Music Sounds Better Out Here is showing at BATS in the Dome at 6:30pm until Sunday 6 March to a sold-out season. For more information, visit the Fringe website.
One of the strengths of this show is how all the elements blend together (seamlessly is the answer). When I enter the space, I’m already blown away by the pairing of the set and the projected animation, and I end up filling an entire page in my notebook before the show even starts. The set (designed by Finlay Langelaan) includes a faux-grass verge, what looks like a bed covered in more of that faux grass (McGee is lounging on this), a bright yellow centre line on the floor that transforms the stage into a roadside and two sheets strung up onto branches. The sheets are there for the incredible projection (designed by Jacob Banks), which is a pixelated 8-bit-game-style animation of a roadside slowly passing. (The projection design takes us to lots of other cool places during the show, which I won’t spoil, but I will say that Banks steals my heart with this design.) But it’s not until the show begins, and McGee hops up to reveal that what I thought was a bed is actually a treadmill, that it all comes together. The treadmill moves in perfect time with the animation, and it is really like we are walking the journey along with McGee. He also goes on to introduce the two very talented musicians, Ben Kelly (keys) and Phoebe Caldeiro (voice and various instruments) as his ‘left and right headphones’. The whole thing is cinematic.

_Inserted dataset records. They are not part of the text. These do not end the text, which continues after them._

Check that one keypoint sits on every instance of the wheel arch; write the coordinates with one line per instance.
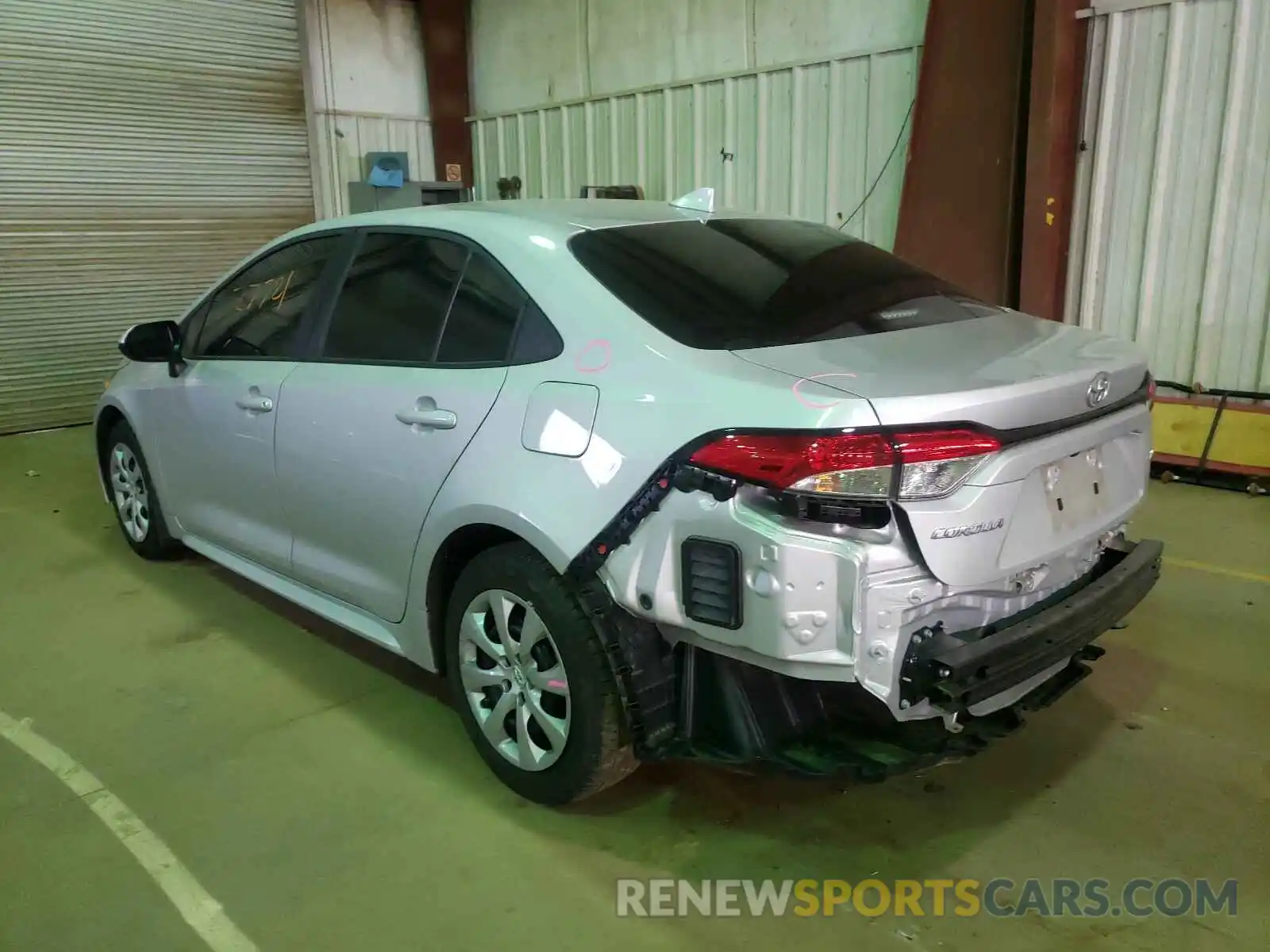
(444, 552)
(107, 419)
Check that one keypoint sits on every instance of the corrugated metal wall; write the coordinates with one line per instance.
(1174, 197)
(368, 93)
(145, 146)
(806, 140)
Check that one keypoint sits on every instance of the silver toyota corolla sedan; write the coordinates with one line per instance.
(643, 480)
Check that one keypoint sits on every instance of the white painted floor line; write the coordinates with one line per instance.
(196, 907)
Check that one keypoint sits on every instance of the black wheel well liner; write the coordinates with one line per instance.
(451, 558)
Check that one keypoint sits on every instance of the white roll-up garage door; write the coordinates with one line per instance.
(145, 146)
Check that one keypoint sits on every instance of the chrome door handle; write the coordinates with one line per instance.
(254, 403)
(429, 419)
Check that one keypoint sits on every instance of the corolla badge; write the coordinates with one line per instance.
(1099, 389)
(972, 530)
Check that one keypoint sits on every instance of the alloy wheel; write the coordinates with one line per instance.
(131, 494)
(514, 679)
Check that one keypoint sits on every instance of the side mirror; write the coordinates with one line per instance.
(152, 342)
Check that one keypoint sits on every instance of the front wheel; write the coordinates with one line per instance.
(137, 501)
(530, 679)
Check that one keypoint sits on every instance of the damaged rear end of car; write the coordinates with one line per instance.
(876, 598)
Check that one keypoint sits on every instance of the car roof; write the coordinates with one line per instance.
(563, 217)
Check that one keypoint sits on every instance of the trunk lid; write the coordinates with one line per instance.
(1003, 371)
(1051, 489)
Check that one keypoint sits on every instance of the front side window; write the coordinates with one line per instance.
(260, 313)
(394, 300)
(732, 283)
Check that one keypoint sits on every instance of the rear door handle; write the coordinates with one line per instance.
(429, 418)
(254, 401)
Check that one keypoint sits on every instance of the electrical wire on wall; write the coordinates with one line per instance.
(884, 165)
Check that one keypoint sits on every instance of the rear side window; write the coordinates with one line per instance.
(260, 313)
(483, 317)
(730, 283)
(394, 301)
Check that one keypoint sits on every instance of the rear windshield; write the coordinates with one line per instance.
(730, 283)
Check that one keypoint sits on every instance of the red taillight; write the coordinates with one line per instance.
(783, 461)
(944, 444)
(859, 465)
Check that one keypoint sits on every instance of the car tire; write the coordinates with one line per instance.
(516, 579)
(135, 498)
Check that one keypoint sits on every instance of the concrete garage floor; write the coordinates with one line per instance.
(325, 797)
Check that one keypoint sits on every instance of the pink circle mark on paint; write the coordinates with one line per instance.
(813, 378)
(598, 359)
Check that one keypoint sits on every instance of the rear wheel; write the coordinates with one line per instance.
(137, 501)
(530, 679)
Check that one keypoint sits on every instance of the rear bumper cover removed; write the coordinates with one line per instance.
(956, 672)
(687, 702)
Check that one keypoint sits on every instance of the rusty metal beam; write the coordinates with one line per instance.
(958, 213)
(444, 25)
(1053, 132)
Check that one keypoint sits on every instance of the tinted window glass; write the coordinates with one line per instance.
(537, 340)
(483, 317)
(258, 314)
(761, 282)
(394, 300)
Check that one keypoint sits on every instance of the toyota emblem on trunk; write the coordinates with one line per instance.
(1099, 389)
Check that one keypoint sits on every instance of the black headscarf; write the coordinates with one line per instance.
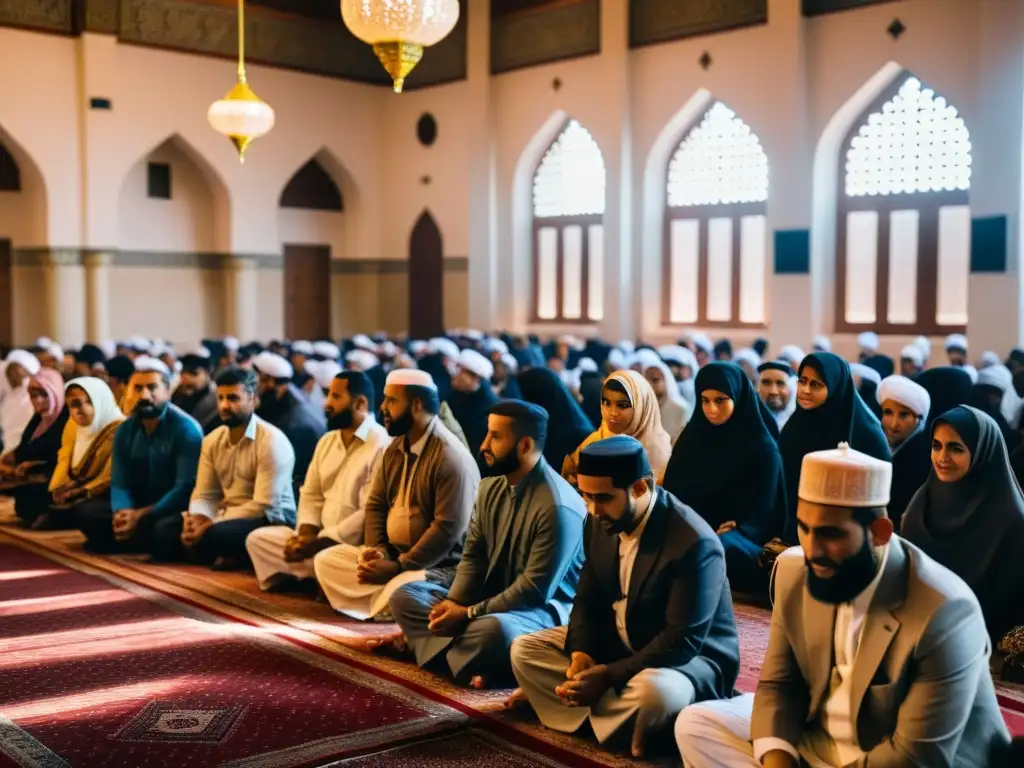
(975, 526)
(732, 471)
(842, 418)
(567, 426)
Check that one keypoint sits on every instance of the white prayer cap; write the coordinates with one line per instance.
(327, 349)
(956, 341)
(409, 377)
(912, 352)
(905, 392)
(845, 477)
(476, 364)
(273, 366)
(26, 359)
(145, 364)
(868, 341)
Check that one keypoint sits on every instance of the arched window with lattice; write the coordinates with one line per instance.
(568, 237)
(903, 228)
(715, 264)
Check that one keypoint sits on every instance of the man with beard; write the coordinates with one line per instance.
(520, 564)
(331, 504)
(195, 393)
(651, 629)
(878, 654)
(244, 479)
(153, 467)
(777, 387)
(419, 506)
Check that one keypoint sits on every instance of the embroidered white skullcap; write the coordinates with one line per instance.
(868, 340)
(912, 352)
(409, 377)
(956, 341)
(26, 359)
(905, 392)
(476, 364)
(845, 477)
(273, 366)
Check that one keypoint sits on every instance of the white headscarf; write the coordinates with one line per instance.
(104, 411)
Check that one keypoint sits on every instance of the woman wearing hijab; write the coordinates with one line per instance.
(26, 470)
(675, 411)
(81, 481)
(727, 467)
(567, 426)
(628, 407)
(828, 412)
(969, 515)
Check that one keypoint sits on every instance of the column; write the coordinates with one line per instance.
(97, 296)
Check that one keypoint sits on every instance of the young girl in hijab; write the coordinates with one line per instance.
(26, 469)
(81, 481)
(969, 515)
(727, 467)
(628, 407)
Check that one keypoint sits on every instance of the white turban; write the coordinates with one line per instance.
(905, 392)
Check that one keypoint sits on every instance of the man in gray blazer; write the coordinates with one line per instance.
(878, 654)
(520, 563)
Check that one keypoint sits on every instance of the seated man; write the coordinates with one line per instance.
(420, 502)
(878, 654)
(652, 629)
(520, 564)
(331, 505)
(153, 470)
(244, 479)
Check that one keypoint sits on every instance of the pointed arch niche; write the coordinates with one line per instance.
(568, 192)
(903, 216)
(715, 248)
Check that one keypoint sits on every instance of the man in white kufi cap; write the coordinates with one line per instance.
(418, 509)
(892, 647)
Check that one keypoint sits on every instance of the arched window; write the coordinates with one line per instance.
(716, 236)
(903, 250)
(568, 237)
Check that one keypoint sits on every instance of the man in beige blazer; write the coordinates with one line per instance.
(878, 654)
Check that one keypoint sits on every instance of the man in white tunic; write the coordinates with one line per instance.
(418, 510)
(337, 483)
(878, 654)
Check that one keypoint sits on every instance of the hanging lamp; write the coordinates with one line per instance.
(399, 30)
(242, 116)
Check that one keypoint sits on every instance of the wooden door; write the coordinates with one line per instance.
(426, 280)
(307, 292)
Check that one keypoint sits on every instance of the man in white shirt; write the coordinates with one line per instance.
(244, 479)
(878, 654)
(331, 503)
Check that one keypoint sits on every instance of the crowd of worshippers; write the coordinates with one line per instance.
(573, 519)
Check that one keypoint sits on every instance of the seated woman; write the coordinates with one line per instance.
(81, 482)
(727, 467)
(629, 407)
(25, 471)
(969, 515)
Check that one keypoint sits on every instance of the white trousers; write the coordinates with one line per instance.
(717, 734)
(653, 695)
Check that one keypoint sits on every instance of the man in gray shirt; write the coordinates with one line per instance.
(244, 479)
(520, 564)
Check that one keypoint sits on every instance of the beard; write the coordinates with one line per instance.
(850, 579)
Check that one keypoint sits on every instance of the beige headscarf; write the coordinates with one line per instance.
(646, 425)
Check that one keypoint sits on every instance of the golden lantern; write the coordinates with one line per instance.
(242, 116)
(399, 30)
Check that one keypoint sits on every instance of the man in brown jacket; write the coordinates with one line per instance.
(418, 510)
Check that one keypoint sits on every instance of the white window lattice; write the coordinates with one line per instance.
(569, 180)
(721, 161)
(918, 143)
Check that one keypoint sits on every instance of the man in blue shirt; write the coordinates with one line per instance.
(156, 455)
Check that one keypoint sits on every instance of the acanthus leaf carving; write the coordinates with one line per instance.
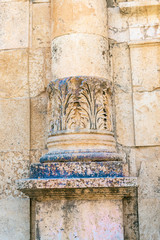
(80, 103)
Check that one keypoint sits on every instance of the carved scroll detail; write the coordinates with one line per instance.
(79, 103)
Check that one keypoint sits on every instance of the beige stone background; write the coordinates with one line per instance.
(25, 70)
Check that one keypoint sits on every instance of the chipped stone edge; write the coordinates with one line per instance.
(131, 7)
(144, 43)
(77, 183)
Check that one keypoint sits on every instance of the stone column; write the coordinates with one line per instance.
(79, 186)
(80, 112)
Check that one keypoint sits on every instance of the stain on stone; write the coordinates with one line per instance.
(37, 232)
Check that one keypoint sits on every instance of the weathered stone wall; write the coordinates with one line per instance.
(25, 71)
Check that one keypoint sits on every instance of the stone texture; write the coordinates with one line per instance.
(68, 56)
(14, 25)
(39, 70)
(14, 219)
(118, 28)
(41, 25)
(14, 73)
(123, 94)
(39, 122)
(149, 212)
(146, 117)
(13, 166)
(14, 124)
(83, 16)
(147, 168)
(79, 219)
(145, 61)
(124, 117)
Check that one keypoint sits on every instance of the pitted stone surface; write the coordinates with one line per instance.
(79, 219)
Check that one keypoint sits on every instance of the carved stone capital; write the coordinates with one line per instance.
(79, 104)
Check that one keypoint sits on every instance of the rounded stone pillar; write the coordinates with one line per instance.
(80, 111)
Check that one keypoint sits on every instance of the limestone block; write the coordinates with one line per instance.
(13, 166)
(41, 25)
(14, 124)
(80, 54)
(14, 219)
(149, 219)
(14, 25)
(38, 122)
(124, 117)
(147, 168)
(39, 70)
(81, 219)
(145, 60)
(85, 16)
(146, 117)
(13, 73)
(118, 28)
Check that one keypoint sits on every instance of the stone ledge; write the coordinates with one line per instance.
(144, 43)
(70, 170)
(112, 187)
(134, 6)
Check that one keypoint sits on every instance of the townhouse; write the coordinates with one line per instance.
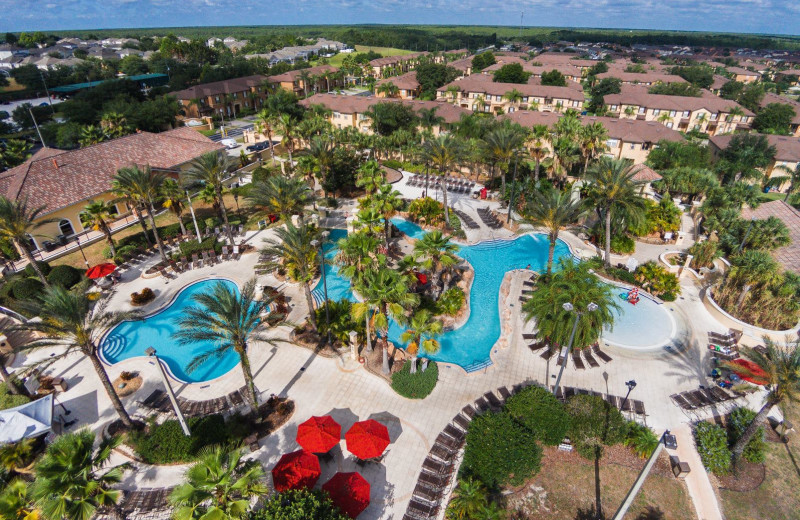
(787, 155)
(707, 113)
(480, 94)
(224, 98)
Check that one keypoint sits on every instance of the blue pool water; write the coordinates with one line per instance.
(131, 338)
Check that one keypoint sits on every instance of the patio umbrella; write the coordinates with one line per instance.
(100, 270)
(319, 434)
(367, 439)
(299, 469)
(349, 491)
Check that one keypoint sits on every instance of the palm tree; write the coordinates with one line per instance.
(553, 210)
(69, 322)
(173, 194)
(283, 196)
(229, 320)
(614, 189)
(72, 480)
(781, 368)
(219, 486)
(96, 215)
(298, 256)
(443, 153)
(421, 337)
(386, 295)
(210, 170)
(144, 186)
(17, 223)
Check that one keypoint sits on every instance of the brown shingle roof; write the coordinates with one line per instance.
(788, 256)
(58, 178)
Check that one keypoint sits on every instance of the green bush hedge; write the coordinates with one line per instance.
(500, 451)
(415, 386)
(539, 411)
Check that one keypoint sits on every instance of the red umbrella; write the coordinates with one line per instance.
(100, 270)
(319, 434)
(367, 439)
(350, 493)
(299, 469)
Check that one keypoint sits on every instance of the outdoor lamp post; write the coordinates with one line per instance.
(569, 308)
(150, 351)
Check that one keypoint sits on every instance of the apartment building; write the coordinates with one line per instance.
(480, 94)
(708, 113)
(226, 98)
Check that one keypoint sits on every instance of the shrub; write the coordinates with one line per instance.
(415, 386)
(25, 289)
(539, 411)
(738, 421)
(65, 275)
(500, 451)
(712, 445)
(44, 267)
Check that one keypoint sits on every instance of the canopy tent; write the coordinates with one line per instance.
(26, 421)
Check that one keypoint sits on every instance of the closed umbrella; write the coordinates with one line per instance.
(319, 434)
(350, 493)
(299, 469)
(367, 439)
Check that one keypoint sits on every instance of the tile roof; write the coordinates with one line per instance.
(59, 178)
(788, 256)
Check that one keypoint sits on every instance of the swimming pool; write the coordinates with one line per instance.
(130, 339)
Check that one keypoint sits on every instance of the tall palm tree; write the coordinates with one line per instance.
(72, 480)
(219, 486)
(145, 186)
(229, 319)
(421, 335)
(283, 196)
(97, 215)
(17, 223)
(553, 210)
(613, 189)
(443, 153)
(69, 322)
(298, 256)
(210, 169)
(781, 366)
(386, 295)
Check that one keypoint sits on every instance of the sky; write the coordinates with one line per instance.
(756, 16)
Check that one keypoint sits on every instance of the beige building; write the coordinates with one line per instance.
(63, 182)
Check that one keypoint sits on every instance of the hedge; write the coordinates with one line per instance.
(415, 386)
(500, 451)
(539, 411)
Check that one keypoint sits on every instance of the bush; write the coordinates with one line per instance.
(738, 421)
(540, 412)
(712, 445)
(415, 386)
(500, 451)
(65, 276)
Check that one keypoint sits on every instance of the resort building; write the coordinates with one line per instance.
(709, 114)
(787, 155)
(226, 98)
(64, 181)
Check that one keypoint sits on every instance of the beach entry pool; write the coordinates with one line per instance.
(131, 338)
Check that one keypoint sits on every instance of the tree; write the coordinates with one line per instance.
(219, 486)
(211, 169)
(96, 215)
(781, 368)
(297, 256)
(553, 210)
(17, 223)
(71, 479)
(613, 189)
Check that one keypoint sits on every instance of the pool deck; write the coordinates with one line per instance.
(343, 388)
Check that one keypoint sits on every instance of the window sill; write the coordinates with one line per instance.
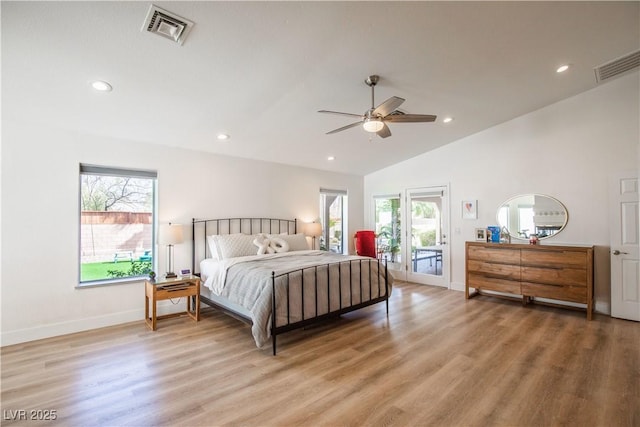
(111, 282)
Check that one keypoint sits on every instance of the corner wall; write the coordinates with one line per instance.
(40, 219)
(567, 150)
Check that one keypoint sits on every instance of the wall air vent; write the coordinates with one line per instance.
(618, 66)
(166, 24)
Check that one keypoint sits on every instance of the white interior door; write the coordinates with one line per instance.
(426, 250)
(625, 239)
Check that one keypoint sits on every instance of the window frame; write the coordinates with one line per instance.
(344, 226)
(110, 171)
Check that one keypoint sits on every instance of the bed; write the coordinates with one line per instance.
(261, 271)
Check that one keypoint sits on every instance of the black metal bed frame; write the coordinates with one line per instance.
(275, 226)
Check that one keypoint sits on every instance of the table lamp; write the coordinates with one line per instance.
(314, 229)
(170, 235)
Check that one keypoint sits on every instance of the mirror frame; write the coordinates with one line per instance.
(516, 236)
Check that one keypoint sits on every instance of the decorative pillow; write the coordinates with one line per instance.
(264, 244)
(235, 245)
(279, 245)
(213, 247)
(297, 242)
(269, 243)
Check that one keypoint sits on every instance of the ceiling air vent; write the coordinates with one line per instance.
(617, 66)
(166, 24)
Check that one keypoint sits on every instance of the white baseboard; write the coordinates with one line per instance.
(79, 325)
(457, 286)
(602, 307)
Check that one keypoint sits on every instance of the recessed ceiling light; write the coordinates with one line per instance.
(101, 86)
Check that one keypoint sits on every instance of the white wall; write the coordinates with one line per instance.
(567, 150)
(40, 230)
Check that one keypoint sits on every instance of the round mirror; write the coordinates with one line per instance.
(529, 214)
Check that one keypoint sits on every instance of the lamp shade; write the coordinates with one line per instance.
(171, 234)
(314, 229)
(373, 125)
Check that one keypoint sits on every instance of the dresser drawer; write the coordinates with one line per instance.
(494, 254)
(564, 293)
(554, 258)
(555, 276)
(504, 271)
(479, 281)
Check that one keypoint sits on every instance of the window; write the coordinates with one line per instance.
(333, 216)
(117, 217)
(387, 220)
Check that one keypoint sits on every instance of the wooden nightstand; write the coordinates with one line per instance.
(168, 289)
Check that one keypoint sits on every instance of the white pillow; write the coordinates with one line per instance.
(234, 245)
(213, 247)
(297, 242)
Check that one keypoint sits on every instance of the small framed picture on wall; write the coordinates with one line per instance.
(469, 209)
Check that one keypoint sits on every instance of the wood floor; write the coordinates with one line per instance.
(437, 359)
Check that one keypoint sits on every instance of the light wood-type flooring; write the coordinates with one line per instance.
(436, 360)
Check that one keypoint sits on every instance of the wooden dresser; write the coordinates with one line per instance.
(563, 273)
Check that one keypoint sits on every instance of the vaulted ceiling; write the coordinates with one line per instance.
(259, 71)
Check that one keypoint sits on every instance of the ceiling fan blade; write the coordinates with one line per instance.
(385, 132)
(344, 128)
(410, 118)
(388, 106)
(342, 114)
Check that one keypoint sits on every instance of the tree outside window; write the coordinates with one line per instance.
(116, 223)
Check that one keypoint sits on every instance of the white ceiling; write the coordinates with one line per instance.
(259, 71)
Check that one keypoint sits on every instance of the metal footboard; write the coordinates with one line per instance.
(364, 287)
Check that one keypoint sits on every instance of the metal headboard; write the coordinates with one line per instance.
(201, 228)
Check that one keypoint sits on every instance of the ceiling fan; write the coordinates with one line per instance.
(375, 119)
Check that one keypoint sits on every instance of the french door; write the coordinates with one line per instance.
(426, 235)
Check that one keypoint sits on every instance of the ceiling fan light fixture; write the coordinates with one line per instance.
(101, 86)
(373, 125)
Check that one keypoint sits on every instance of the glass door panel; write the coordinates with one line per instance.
(426, 236)
(388, 230)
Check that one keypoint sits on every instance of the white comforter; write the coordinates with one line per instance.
(247, 281)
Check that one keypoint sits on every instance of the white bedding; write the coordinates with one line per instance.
(251, 285)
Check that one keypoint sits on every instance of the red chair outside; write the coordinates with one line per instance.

Articulating what I love about this show is a challenge, because I don’t want to spoil it for those who have managed to secure tickets. A large part of the ride is in how the team manages to surprise the audience over and over again with their creative choices, and I don’t want to be the one to ruin that. In the programme, the team shares that the show has been two years in the making and was nearly in last year’s Fringe, but they had to cancel due to COVID-19. ‘Thankfully,’ they say, ‘that gave us the opportunity to make the show a whole lot better, and what you’ll see tonight has next to nothing in common with that show.’ I think that the extra year has really paid off in the show’s development, because there’s nothing in it that shouldn’t be there. The script is wonderful. It’s very funny (which I wasn’t really expecting), it has a beautiful narrative structure and it’s also quite meta. McGee bases the show around the Hero’s Journey, even going so far as to poke some fun at Dan Harmon’s ‘story circle’. This self-referential structure is fun, and makes sense as a way of communicating the experience of an urban writer character going on a life-changing journey like this one. How do our real-life stories hold up against the stories that we make compelling on purpose?
I really do love this show. My only criticism, which probably has more to do with budget constraints than anything else, is that the treadmill is too narrow for McGee’s feet (it looks like it might be kid sized, if kid-sized treadmills even exist (I really don’t know; I don’t exercise)). This wouldn’t necessarily matter, but McGee does struggle to fit on it and falls off a number of times, which pulls the audience out of the story. My one recommendation to Squash Co: if you bring this show back – which you should – get a bigger treadmill.